Yeah, it's still going to be up to the trustees to go to whoever the elected mayor or the mayor that got elected to go to who maybe wasn't on his ticket, to go out and reach out to them, see what their agendas are, how they can work the agenda together, because, at the end of the day, if whoever's elected mayor doesn't bring a solid agenda to the board, then we're talking about status quo for four more years. There has to be an agenda that has to start on day one about what the trustees that are elected and the mayor that's elected, what direction they want to go and what they want to accomplish, because four years is not a lot of time to start talking about things. If you're not locked into well, I'm going to do a traffic study, I want to do this kind of study If you're not locked into doing those things pretty quickly, then a lot of things that we talk about can't happen.

Speaker 4:

They won't happen, because they can only then happen is if we raised your taxes and paid for it ourselves.

Speaker 2:

And we talked here the other day and Jim and Nick are right on we need a traffic study to get it started, to fill in everything else.
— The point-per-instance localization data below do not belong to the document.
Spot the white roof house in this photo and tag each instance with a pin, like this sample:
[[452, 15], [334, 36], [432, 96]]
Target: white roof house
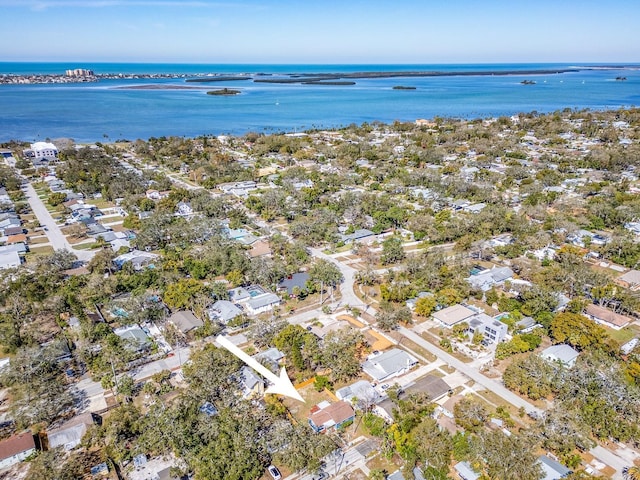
[[9, 259], [223, 311], [389, 364], [44, 150], [565, 354]]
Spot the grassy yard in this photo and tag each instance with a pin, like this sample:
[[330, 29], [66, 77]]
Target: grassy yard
[[625, 334]]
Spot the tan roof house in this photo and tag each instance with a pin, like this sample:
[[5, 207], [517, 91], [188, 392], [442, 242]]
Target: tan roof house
[[607, 317], [16, 448]]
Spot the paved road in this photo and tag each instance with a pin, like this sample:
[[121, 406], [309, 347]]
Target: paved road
[[346, 287], [471, 372], [56, 238]]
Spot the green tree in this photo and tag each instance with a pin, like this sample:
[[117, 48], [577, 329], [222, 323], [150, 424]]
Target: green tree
[[578, 331], [341, 351], [324, 272], [426, 305], [181, 294], [392, 251], [470, 413]]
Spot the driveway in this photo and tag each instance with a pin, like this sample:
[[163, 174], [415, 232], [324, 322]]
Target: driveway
[[56, 237]]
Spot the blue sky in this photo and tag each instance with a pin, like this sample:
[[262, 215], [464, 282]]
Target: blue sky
[[321, 31]]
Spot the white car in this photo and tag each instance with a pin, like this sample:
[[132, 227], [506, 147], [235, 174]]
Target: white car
[[274, 472]]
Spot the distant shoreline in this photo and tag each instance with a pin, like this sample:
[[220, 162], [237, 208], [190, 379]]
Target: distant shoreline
[[290, 77], [158, 86]]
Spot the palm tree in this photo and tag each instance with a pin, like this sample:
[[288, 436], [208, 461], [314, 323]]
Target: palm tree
[[631, 473]]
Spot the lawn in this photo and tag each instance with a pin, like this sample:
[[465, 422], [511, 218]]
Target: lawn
[[625, 334]]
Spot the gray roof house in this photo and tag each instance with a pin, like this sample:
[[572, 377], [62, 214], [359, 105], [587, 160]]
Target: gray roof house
[[262, 303], [552, 470], [69, 435], [223, 311], [565, 354], [239, 294], [9, 260], [389, 364], [489, 278], [465, 472], [492, 329], [134, 336], [251, 383], [360, 390], [185, 320]]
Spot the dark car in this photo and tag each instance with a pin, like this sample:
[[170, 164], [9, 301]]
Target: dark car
[[274, 472]]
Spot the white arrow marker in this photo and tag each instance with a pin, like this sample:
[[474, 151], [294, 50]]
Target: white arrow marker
[[280, 385]]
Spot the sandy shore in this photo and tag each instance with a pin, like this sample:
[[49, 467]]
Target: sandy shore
[[159, 87]]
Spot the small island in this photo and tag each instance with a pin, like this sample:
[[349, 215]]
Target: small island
[[223, 91]]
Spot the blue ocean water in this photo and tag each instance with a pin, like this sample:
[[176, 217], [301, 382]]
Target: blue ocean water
[[103, 112]]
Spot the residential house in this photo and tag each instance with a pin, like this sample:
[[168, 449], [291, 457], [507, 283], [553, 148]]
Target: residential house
[[326, 416], [450, 316], [465, 472], [488, 279], [137, 258], [493, 330], [360, 391], [223, 311], [551, 469], [562, 353], [134, 337], [69, 435], [184, 209], [14, 231], [630, 280], [16, 448], [262, 303], [604, 316], [474, 208], [44, 151], [185, 321], [271, 357], [9, 259], [252, 385], [292, 282], [392, 363]]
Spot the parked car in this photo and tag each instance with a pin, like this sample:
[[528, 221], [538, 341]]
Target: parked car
[[274, 472]]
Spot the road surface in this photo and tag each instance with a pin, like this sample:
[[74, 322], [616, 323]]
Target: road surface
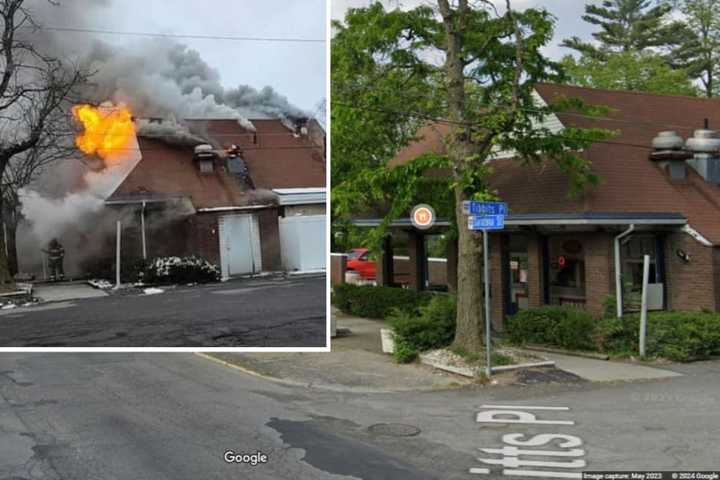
[[174, 416], [243, 313]]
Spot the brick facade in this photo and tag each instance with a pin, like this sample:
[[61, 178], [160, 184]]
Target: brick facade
[[599, 269], [270, 239], [691, 285]]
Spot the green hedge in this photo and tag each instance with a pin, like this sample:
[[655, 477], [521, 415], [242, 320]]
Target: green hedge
[[565, 327], [432, 326], [679, 336], [376, 302]]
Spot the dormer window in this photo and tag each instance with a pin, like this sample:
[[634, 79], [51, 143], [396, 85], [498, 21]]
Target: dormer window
[[205, 158], [206, 166]]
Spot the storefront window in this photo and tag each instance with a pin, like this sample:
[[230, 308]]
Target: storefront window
[[567, 271], [436, 247], [633, 252], [518, 259]]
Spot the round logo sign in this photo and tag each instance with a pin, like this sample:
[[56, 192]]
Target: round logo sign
[[423, 216]]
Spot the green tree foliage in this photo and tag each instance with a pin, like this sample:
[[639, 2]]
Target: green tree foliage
[[628, 26], [629, 71], [461, 65], [699, 52]]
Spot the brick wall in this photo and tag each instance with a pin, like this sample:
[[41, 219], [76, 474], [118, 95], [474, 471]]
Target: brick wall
[[270, 239], [599, 269], [535, 271], [691, 285], [203, 240], [497, 281], [337, 268]]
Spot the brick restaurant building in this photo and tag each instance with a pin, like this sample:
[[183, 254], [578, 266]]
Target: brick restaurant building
[[558, 250]]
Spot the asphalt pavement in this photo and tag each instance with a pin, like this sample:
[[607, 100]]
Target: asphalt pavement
[[261, 312], [174, 416]]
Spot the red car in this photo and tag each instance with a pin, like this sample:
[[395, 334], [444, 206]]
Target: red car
[[359, 261]]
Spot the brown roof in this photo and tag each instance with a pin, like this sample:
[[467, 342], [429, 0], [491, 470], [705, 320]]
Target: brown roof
[[630, 182], [274, 156]]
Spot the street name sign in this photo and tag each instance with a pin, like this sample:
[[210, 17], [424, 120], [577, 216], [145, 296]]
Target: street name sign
[[486, 222], [474, 207]]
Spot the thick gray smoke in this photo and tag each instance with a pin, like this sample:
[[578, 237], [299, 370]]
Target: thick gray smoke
[[156, 78]]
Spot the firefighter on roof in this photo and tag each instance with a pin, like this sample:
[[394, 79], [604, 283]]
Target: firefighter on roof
[[56, 254]]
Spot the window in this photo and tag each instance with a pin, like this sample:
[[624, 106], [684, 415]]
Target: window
[[206, 166], [633, 251], [567, 270]]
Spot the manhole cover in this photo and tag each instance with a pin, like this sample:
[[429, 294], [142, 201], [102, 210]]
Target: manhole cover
[[394, 429]]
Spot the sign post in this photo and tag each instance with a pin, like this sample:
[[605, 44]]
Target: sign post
[[643, 308], [486, 216]]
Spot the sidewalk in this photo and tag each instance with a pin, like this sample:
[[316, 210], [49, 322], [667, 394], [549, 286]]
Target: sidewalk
[[55, 292], [356, 364], [607, 371]]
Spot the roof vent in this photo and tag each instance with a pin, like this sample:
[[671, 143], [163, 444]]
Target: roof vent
[[704, 141], [668, 140], [669, 153], [705, 144]]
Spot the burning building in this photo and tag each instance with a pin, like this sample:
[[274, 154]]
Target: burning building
[[248, 196]]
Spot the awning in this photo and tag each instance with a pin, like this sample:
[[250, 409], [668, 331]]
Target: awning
[[300, 196], [558, 219]]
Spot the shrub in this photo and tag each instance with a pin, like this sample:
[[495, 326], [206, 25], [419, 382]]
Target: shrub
[[566, 327], [376, 302], [181, 270], [433, 326], [679, 336]]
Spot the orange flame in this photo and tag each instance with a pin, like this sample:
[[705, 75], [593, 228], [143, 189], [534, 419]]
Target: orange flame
[[108, 130]]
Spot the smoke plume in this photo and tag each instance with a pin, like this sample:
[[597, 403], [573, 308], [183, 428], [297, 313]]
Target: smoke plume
[[154, 77]]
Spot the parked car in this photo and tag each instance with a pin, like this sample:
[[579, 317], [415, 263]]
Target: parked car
[[359, 261]]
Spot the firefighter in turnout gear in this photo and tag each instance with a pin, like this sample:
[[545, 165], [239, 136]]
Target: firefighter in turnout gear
[[56, 254]]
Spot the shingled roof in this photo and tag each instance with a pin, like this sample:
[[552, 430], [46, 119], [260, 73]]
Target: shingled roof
[[630, 182], [274, 155]]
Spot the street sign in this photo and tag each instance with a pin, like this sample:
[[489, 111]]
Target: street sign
[[487, 222], [422, 216], [474, 207]]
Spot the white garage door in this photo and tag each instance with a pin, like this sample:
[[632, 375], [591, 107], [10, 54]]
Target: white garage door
[[240, 252], [302, 239]]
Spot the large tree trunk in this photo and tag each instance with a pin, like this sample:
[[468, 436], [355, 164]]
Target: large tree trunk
[[6, 278], [469, 324], [469, 320], [11, 232]]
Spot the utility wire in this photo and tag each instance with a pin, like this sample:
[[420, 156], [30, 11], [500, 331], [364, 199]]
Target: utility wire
[[185, 36], [626, 120], [470, 124]]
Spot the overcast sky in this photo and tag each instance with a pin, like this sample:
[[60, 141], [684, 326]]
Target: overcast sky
[[567, 12], [296, 70]]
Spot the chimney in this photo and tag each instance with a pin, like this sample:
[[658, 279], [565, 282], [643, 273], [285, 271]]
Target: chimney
[[705, 146], [669, 153]]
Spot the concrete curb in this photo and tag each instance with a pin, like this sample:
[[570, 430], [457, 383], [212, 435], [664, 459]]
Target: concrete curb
[[573, 353], [311, 385]]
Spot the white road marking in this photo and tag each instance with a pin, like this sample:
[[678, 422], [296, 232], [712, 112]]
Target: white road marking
[[536, 473], [480, 471], [523, 407], [514, 462], [514, 452], [521, 417], [513, 459]]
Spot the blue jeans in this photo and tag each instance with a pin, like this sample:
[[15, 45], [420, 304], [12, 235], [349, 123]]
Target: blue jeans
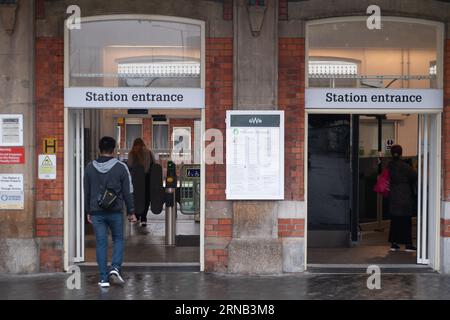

How's that traffic on Wolf Road and LaGrange Road doing for you? Traffic on Wolf Road and LaGrange Road doing for you? And it's going to get nothing but worse unless we have a traffic study that shows us how to move traffic. And again, I'm sorry, I hate to sound like a broken record, but I've been trying to get that traffic study for 12 years but I can't get that traffic study done and that's something that is needed. That traffic study should be first so we know how to fit the comp plan in, and then the downtown. So that's extremely important and I'm getting sick over the years, of taking the blame for something that I can't get the board to do. It's just that simple.

Speaker 2:

I know the buck stops here, but I can only do so much. I bring it up, you know, as an agenda item. They have to sit there and vote on it. I'm stuck if they don't give me the yes vote and that's got to stop. This has got to be it. I'm telling you this has got to be it because Mokina is at a crossroads, and I'll tell you what the people we're running against will take us backwards. I guarantee that we are not going to go forward anymore. If the four of us lose this election, mokina is going to be in trouble, and I'm not being dramatic, I'm being truthful. It's just that simple, folks.

Speaker 4:

I just want to thank everybody real quick for coming out tonight. I didn't get a chance to talk to all of you, but I appreciate everyone that's here and it's kind of a cold, rainy night. But we're going to pick our best friends up from the airport here and I don't know how long they'll want to wait for me. But I hate to run out on you without thanking everyone for being here. Thank you.

Speaker 3:

Two weeks from now.

Speaker 2:

Yep, I'm a blake. Okay, hold on a second, so yeah.